Senior Research Analyst, FXTM, Mr. Lukman Otunuga, said Nigeria’s rising budget deficit poses a major threat to the country’s long-term economic outlook.
According to him, growing fiscal deficit and resultant debts portfolio could undermine economic sustainability with wide ramifications of unemployment, devaluation, greater vulnerability and increased fiscal crisis among others.
In a review, Otunuga said Nigeria’s ballooning debt profile has become a perfect example of how excessive government spending can place an economy in an unfavorable position, despite its mission to stimulate growth.
According to him, there is almost a global consensus that Nigeria’s rising budget deficit threatens its long-term outlook.
He noted that over the past 10 years, Nigeria, Africa’s largest economy, has been spending beyond its revenues with the International Monetary Fund (IMF) forecasting the government deficit to widen to 6.4 per cent of Gross Domestic Product (GDP) in 2022 from 6.0 per cent in 2021.
He pointed out that while Nigeria’s total public debt is expected to reach 44.2 percent of GDP by 2027, one of the primary dangers of a budget deficit is the continued increase in prices.
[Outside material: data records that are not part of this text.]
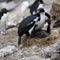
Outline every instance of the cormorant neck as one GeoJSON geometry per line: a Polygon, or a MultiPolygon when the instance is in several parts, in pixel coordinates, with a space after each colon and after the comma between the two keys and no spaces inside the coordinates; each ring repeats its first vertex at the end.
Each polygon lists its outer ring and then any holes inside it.
{"type": "Polygon", "coordinates": [[[40,13],[40,15],[45,15],[45,12],[43,12],[43,13],[40,13]]]}
{"type": "Polygon", "coordinates": [[[45,12],[43,12],[43,13],[40,13],[40,18],[41,18],[41,20],[45,20],[45,12]]]}
{"type": "Polygon", "coordinates": [[[39,9],[39,8],[43,8],[43,4],[39,4],[37,9],[39,9]]]}
{"type": "Polygon", "coordinates": [[[40,17],[40,14],[36,14],[37,17],[40,17]]]}

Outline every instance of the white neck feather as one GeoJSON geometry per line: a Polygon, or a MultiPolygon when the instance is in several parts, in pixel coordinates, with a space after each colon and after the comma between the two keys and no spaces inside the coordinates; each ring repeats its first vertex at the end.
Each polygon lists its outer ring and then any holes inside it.
{"type": "Polygon", "coordinates": [[[41,20],[43,21],[43,20],[45,20],[45,12],[43,12],[43,13],[40,13],[40,18],[41,18],[41,20]]]}
{"type": "Polygon", "coordinates": [[[43,8],[43,4],[40,4],[37,9],[43,8]]]}
{"type": "Polygon", "coordinates": [[[40,13],[40,15],[42,16],[42,15],[45,15],[45,12],[43,12],[43,13],[40,13]]]}

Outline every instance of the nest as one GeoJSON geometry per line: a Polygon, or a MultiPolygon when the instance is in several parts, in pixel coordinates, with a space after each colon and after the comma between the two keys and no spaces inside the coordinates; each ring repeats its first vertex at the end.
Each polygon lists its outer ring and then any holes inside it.
{"type": "Polygon", "coordinates": [[[24,48],[24,47],[29,47],[29,46],[32,46],[32,45],[37,45],[37,46],[49,46],[51,44],[53,44],[55,42],[57,38],[57,33],[52,31],[51,34],[48,36],[48,37],[45,37],[45,38],[37,38],[37,37],[34,37],[34,38],[28,38],[28,39],[23,39],[22,40],[22,47],[21,48],[24,48]]]}

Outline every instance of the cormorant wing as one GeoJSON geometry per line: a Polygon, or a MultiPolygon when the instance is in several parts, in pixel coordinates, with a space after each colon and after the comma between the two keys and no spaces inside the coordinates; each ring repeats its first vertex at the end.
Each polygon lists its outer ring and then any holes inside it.
{"type": "Polygon", "coordinates": [[[36,15],[30,15],[27,18],[25,18],[21,23],[20,23],[20,28],[24,28],[27,25],[29,25],[31,22],[34,21],[34,19],[36,18],[36,15]]]}

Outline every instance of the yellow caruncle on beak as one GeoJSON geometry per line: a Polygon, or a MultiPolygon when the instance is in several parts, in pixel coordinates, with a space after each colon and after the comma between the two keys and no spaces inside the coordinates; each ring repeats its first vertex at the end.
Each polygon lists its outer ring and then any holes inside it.
{"type": "Polygon", "coordinates": [[[38,13],[40,13],[40,11],[39,11],[39,10],[37,10],[37,11],[36,11],[36,14],[38,14],[38,13]]]}

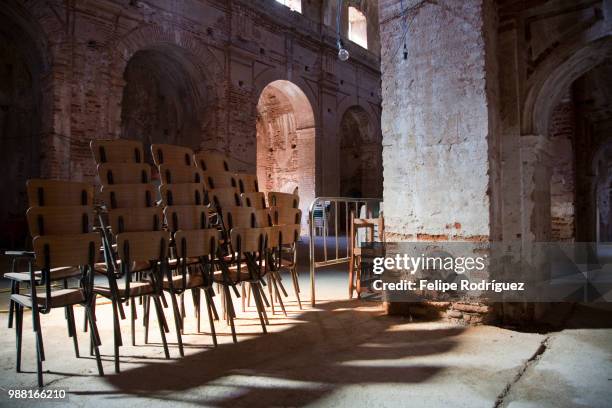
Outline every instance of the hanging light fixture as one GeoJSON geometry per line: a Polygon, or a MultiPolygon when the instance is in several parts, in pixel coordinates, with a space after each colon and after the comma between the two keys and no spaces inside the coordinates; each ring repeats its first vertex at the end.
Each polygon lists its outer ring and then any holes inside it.
{"type": "Polygon", "coordinates": [[[342,0],[338,0],[338,7],[336,8],[336,44],[338,45],[338,59],[340,61],[346,61],[351,56],[340,38],[340,16],[342,15],[342,0]]]}

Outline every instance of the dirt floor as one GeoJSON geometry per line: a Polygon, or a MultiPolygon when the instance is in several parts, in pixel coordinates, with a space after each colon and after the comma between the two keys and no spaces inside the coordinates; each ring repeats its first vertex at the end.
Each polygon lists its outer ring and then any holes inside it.
{"type": "MultiPolygon", "coordinates": [[[[285,278],[289,285],[290,280],[285,278]]],[[[302,296],[308,300],[307,274],[302,296]]],[[[122,322],[121,373],[112,360],[110,305],[99,303],[98,325],[106,375],[97,375],[77,309],[81,357],[67,335],[63,310],[43,316],[47,359],[44,381],[65,389],[57,406],[153,407],[197,405],[398,406],[398,407],[609,407],[612,400],[610,314],[579,307],[568,327],[552,333],[524,333],[494,326],[463,327],[411,322],[385,316],[380,304],[347,300],[346,272],[318,275],[315,308],[298,308],[291,290],[288,316],[270,315],[263,335],[254,307],[240,311],[238,344],[226,324],[216,324],[212,347],[208,324],[196,333],[191,298],[185,300],[185,357],[179,358],[170,322],[171,359],[166,360],[155,326],[143,342],[141,320],[136,346],[129,345],[129,321],[122,322]]],[[[6,294],[3,305],[7,304],[6,294]]],[[[5,308],[5,306],[3,306],[5,308]]],[[[170,316],[170,309],[166,316],[170,316]]],[[[142,309],[138,307],[139,318],[142,309]]],[[[0,314],[0,405],[31,406],[8,398],[9,389],[36,385],[31,315],[24,315],[23,372],[15,372],[15,334],[0,314]]]]}

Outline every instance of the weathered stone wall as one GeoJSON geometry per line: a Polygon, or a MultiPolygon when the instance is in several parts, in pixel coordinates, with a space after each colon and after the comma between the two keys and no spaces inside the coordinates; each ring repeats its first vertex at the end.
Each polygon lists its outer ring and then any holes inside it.
{"type": "MultiPolygon", "coordinates": [[[[387,231],[404,239],[491,233],[486,1],[380,3],[387,231]],[[441,29],[444,27],[444,29],[441,29]]],[[[494,14],[493,14],[494,16],[494,14]]],[[[494,23],[493,23],[494,24],[494,23]]],[[[494,46],[494,43],[490,44],[494,46]]],[[[495,61],[495,58],[493,58],[495,61]]]]}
“If the deficit forces the Central Bank of Nigeria (CBN) to release more money into the economy, such could feed into inflationary pressures – threatening economic growth. It does not end here; the ballooning debt lowers Nigeria’s national savings, encourages spending cuts, decreases the ability to respond to domestic and external shocks, and most importantly increases the risk of a fiscal crisis,” Otunuga said.